La causa por la agresión al diputado Federico Pelli vuelve a escalar en tensión. La querella solicitó una nueva audiencia tras los recientes reveses judiciales y se prepara para insistir con dos planteos clave contra el acusado, Marcelo «Pichón» Segura, imputado por lesiones graves agravadas por alevosía en Tucumán.

El pedido llega luego de que la Justicia concediera el arresto domiciliario al agresor, una decisión que generó fuerte rechazo en el entorno del legislador, quien debió ser intervenido quirúrgicamente tras el ataque.

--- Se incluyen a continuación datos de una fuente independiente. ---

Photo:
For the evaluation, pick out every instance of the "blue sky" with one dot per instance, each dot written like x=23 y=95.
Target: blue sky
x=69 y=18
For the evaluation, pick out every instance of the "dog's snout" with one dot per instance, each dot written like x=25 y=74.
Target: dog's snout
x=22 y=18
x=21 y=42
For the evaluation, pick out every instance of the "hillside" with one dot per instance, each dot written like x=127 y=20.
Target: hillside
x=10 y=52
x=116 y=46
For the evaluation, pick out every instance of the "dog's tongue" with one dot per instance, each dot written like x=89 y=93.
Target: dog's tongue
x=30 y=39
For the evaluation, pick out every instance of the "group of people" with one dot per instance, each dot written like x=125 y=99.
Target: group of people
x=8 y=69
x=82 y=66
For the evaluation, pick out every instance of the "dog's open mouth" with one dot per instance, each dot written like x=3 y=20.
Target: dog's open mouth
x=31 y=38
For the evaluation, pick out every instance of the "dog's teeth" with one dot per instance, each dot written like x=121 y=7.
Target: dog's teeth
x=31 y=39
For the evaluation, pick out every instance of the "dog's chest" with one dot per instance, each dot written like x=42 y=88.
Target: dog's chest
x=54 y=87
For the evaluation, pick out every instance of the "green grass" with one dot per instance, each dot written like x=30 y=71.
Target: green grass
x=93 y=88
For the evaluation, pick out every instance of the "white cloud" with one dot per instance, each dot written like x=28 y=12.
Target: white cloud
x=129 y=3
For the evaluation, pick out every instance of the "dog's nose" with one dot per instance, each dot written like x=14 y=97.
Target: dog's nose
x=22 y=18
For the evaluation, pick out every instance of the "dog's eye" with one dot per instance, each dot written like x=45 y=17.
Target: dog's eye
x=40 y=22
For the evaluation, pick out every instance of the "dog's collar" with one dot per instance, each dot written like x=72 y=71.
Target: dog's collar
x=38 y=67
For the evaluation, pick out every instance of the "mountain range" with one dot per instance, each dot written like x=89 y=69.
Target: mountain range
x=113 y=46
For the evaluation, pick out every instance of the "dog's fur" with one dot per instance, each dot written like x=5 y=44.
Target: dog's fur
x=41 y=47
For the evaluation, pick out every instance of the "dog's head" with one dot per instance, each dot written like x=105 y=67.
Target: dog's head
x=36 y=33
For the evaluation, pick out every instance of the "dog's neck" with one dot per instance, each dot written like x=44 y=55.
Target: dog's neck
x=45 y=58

El foco en la prisión domiciliaria
El principal objetivo de la querella es revertir el beneficio de la prisión domiciliaria otorgado a Segura. La defensa había solicitado esta medida, que fue finalmente aceptada por el juez Raúl Robín Márquez, sin oposición del Ministerio Público Fiscal.
El magistrado dispuso que el imputado cumpla una prisión preventiva de cuatro meses en su domicilio, con vigilancia electrónica y controles policiales sorpresivos, lo que despertó cuestionamientos por parte de la parte acusadora.
Críticas a la decisión judicial
Desde la querella fueron contundentes: consideran que la medida no se corresponde con la gravedad del hecho investigado. En ese sentido, cuestionaron la «morigeración de la medida de coerción», al entender que el ataque reviste características que ameritan una respuesta más estricta.
El malestar también se vincula con el impacto institucional del caso, al tratarse de una agresión contra un funcionario público en ejercicio.
Qué se define en la próxima audiencia
La nueva audiencia será determinante para el rumbo del proceso. Allí, la querella buscará no solo endurecer las condiciones de detención de Segura, sino también influir en la vía procesal que seguirá la causa.
Según trascendió, lo que se resuelva podría definir si el expediente avanza hacia un juicio abreviado o si se encamina a un juicio plenario, con mayor exposición pública y desarrollo probatorio.
Un caso que pone en juego la percepción de justicia
Más allá de lo judicial, el caso ya tiene un fuerte impacto político e institucional. La resolución final será observada de cerca, ya que podría sentar un precedente sobre cómo se abordan las agresiones contra dirigentes políticos en Tucumán.
Mientras tanto, la domiciliaria de Segura se mantiene vigente, en un contexto donde crecen las dudas y la presión para que la causa tenga un desenlace acorde a la gravedad de los hechos.